The Bridge at Andorra in the tiny country between France and Spain was done by Henry Strater in 1920. Strater toured Spain between his first summer in Ogunquit, Maine, in 1919 and his visit to Paris in 1920. In 1922 Strater met Ernest Hemingway in Paris at an afternoon tea organised by the notorious Ezra Pound. “We were both in a fledgling state in our respective arts,” Strater said about himself and Hemingway, whose profile portrait he painted that year. Hemingway thought the portrait made him “look too literary, like H.G. Wells,” so Strater did a second portrait making him look like a boxer ready to punch someone. Both extraordinary portraits are on display at the Ogunquit Museum of American art, which Strater founded in 1953.
It is part of a current exhibit on American Artists of the Paris Salon, and visitors to Maine can now get a double treat of paintings done by American artists in other countries from 1860-1931. The Portland Museum of Art is now showing Americans Abroad, with works by Winslow Homer, Abbott Whistler and Frederick MacMonnies.
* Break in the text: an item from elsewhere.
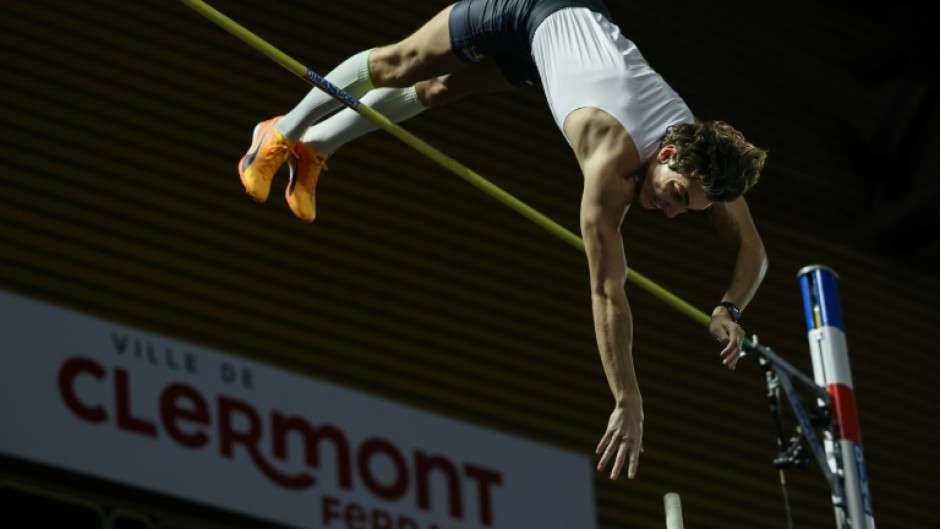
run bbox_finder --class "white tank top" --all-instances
[532,8,694,163]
Among the delights here is the 1900 watercolor In the Luxembourg Garden, Paris by the Boston-born artist Florence Robinson. A few people are shown indistinctly – Robinson concentrates on the architectural power of the trees in greens, yellows and browns.
A work in the Fauvist style which emphasized bold colours is by California-born Marguerite Zorach. While in Paris in 1910 and 1911 she met Picasso, Gertrude Stein and the famous Fauvist painter Henri Matisse. This inspired her to paint Les Baux in 1910. The exhibit has two more of her works, including the extraordinary Garden from 1914.
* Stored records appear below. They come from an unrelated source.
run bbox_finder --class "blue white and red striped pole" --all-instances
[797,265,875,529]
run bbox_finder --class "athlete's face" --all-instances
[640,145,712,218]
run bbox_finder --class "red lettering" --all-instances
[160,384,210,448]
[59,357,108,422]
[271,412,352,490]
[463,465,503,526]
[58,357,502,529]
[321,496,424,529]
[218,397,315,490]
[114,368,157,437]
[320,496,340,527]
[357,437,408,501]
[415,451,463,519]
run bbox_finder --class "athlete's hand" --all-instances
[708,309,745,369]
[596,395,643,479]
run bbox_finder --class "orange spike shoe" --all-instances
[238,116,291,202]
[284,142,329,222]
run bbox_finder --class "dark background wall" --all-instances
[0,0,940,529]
While most paintings predate 1915, a late work from 1931 by Stuart Davis bears mention. Entitled New York-Paris No. 2, it embodies the combined influence of both America and France, where so many Americans of the early 20th century worked. He first visited Paris in 1928. Here he merges subjects from both cities: buildings are blocky, colourful forms while the subway and skyline at upper right are outlined in black and white.
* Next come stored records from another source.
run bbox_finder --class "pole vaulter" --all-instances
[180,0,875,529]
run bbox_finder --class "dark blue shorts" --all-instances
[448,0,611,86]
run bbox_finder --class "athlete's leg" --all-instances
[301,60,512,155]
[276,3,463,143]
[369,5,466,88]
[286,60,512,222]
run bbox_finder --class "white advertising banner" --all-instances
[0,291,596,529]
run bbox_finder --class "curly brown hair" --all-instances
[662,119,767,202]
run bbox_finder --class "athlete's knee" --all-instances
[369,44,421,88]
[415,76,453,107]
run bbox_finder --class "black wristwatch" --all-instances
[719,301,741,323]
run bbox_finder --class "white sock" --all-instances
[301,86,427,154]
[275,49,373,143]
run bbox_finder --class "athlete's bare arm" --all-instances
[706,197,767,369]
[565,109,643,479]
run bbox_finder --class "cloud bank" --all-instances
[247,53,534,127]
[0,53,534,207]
The exhibit in Ogunquit also displays many important and rare early publications including the first issue of This Quarter from 1925 with stories by Pound and Hemingway. The offerings in Portland and Ogunquit will richly repay close study.
Americans Abroad in Portland, Maine shows through Dec. 2, 2018. The Ogunquit museum will show its works until it closes for the season on October 31, 2018.